Like a malignant liver, enlarged to the detriment of other bodily organs, money was suddenly at the heart of everything, from mixing cocktails and feeding squirrels in Holland Park to strolling in Piccadilly and meeting old friends for dinner. Suddenly an ordinary multimillionaire could identify with the destitute hero of Orwell’s Keep the Aspidistra Flying, appalled when even the girl who loves him won’t sleep with him without the rubber that he’s got no money to buy.
To feel alive, one needed to spend. To feel good, one needed to spend more than one had. Kelly bags, shatooshes, Impressionists, pink diamond cufflinks and hookers with sushi on their bellies, each of these stimulants was carefully priced just beyond the reach of the person who craved it most, thus turning every garden square in Chelsea into a frozen limbo of envy traversed by a subterranean stream of fraud.
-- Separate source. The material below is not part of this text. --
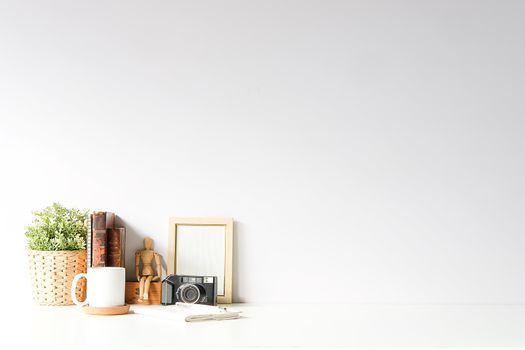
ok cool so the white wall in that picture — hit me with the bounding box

One spent money on clothes without clothing oneself; on food that one was never grateful enough to bless; on drinks that made one sick before they made one drunk; on houses that offered no shelter from jealousy or malice; on charities whose names one could not remember.
A respite from the vicious circle was sought in Italy, and for a short while the illusion that I had shaken off the debilitating vice made me feel suitably Byronic, that is to say, disdainful of the inferno of hypocrisy we had left behind.
But the rent on the upper floors of Byron’s palazzo on the Grand Canal in Venice, where my wife and I had settled, was only slightly smaller than what we got by letting our house in Knightsbridge to American bankers; while in the years since Byron scandalized it, local society had become, if anything, more vapid, petty and mercenary than its London counterpart.
As in England, money had seeped into the stone, the sunsets and the silence; it had grown inseparable, not only from charity, but from all action and contemplation, producing the kind of synaesthesia which literary drug users of yesteryear had variously described as ‘a yawn of fire’ (Francis Thompson), ‘a drowsy numbness’ (John Keats) and ‘a self-repeating infinity’ (Thomas DeQuincey).
Thus faith, hope, charity; one shouldn’t have been surprised if their likenesses had been graven on the new European banknotes. Increasingly restless in the consumptive fog, I came to realise that every picnic in the Venice lagoon, no less than a new Caraceni suit or a bottle of Cristal at Harry’s Bar, was another nail in the coffin of individuality, and that the only way to deal with it all was to go cold turkey. Which, with the help of a cruel mistress and a casino in Curzon Street, was what I did. Thank God for the fleshpots of London.
‘I wish I had blown it at Aspinall’s,’ confides a friend who has lost a good deal of money in the current upheaval. He is a real friend, upon whose true charity I have often relied these past few years, and yet my lips curve into a gleeful smirk. Why shouldn’t I gloat when I hear of the collapse of a system that belonged in rehab, if not actually behind bars?
Why shouldn’t I rejoice at the passing of my greedy old dealer?